Growth in Sub-Saharan Africa projected at 3.4 percent in 2018
Sub-Sharan Africa is experiencing a modest growth uptick, and about two-thirds of countries in the region reportedly saw accelerated growth over the past year.
This was disclosed during a presentation on the 2018 edition of IMF’s Regional Economic Outlook in Addis Ababa.
In his presentation, Papa N’diaye, Chief of IMF’s Regional Studies Division stated that “growth is expected to rise to 3.4 percent in 2018, from 2.8 percent in 2017 in Sub-Saharan Africa.”
Mr. N’diaye said the overall growth in the region could be linked to improved global growth, higher commodity prices, and continued strong public spending.
He highlighted that “Beyond 2018, growth is expected to plateau below 4 percent, modestly above population growth, reflecting continued sluggishness in the oil-exporting countries and sustained growth in non-resource-intensive countries.”
The report notes that the region is home to a very diverse set of countries, resulting in uneven growth performance.
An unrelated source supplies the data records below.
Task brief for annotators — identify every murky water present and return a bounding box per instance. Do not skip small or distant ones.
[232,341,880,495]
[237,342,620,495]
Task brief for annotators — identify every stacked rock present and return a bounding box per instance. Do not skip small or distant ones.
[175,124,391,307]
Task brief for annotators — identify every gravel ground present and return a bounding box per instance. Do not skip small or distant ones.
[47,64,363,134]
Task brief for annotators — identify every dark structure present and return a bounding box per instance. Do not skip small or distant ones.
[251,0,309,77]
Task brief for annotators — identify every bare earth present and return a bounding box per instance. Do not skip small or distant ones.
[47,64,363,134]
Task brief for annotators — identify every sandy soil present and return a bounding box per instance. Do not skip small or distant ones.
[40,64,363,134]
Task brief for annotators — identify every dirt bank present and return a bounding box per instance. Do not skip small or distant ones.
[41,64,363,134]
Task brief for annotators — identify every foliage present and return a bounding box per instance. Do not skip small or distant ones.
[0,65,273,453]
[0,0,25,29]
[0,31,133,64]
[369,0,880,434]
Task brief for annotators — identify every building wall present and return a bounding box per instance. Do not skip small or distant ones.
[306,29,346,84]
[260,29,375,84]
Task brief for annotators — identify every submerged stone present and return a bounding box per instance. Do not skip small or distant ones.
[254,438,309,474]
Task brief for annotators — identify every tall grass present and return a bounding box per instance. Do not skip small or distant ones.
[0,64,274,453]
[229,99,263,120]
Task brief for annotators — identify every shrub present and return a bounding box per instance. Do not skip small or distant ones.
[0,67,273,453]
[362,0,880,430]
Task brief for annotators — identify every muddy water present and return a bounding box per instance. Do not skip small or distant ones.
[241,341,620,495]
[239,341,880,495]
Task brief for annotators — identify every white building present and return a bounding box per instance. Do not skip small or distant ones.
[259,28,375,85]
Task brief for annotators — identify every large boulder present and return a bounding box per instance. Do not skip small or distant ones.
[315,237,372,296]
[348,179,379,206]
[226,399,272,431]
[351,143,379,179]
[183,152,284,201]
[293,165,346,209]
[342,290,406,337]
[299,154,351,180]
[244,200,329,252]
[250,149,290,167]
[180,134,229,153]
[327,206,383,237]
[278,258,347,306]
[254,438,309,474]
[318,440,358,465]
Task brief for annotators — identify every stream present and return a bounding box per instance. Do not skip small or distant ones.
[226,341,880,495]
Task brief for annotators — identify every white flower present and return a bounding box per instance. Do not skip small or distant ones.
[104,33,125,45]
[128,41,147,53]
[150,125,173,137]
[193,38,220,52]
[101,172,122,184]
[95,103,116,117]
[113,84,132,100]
There is, therefore, a “need for policies to respond to the deep macroeconomic imbalances in the region.”
The need to foster private investment and increase domestic revenue mobilization were amongst the recommendations highlighted during the presentation. These will improve and sustain growth in Sub-Saharan Africa, said Mr. N’diaye, stating “weak private investment has weighed on growth.”
The IMF official emphasized that “Attaining the SDGs world require reducing macroeconomic vulnerabilities and raising medium-term growth.
The session was chaired by Adam Elhiraika, Director of the Macroeconomic Policy Division at the Economic Commission for Africa (ECA).
Mr. Elhiraika agreed with Mr. N’diaye on the requirements for attaining the SDGs, stating “Africa needs to grow at more than twice the average rate achieved over the past 15 years in order to achieve the SDGs and Agenda 2063.”
He described the IMF report as timely, noting that ECA recently organized its annual Conference of Ministers (CoM2018) with “discussions around the Continental Free Trade Area (AfCFTA) and how to mobilize revenue, especially domestic resources to finance basic investments needed to implement the continental free trade area and achieve the SDGs.”
“Mobilizing domestic revenue and private investment is critical for Africa, given the infrastructure gaps and rising cost of external borrowing, which may undermine macroeconomic stability in African countries,” Mr. Elhiraika added.
Mr. N’diaye was accompanied by two other IMF officials - Boaz Nandwa and David Robinson.
In his remarks, Mr. Robinson stated, “We came here to present this report because we know these are issues that are high on your mind. We really do want to get your perspectives and a better understanding of where you’re coming from and some of the challenges and opportunities.”
The IMF 2018 Regional Economic Outlook for Sub-Saharan Africa focuses on “ Domestic Revenue Mobilization and Private Investment.”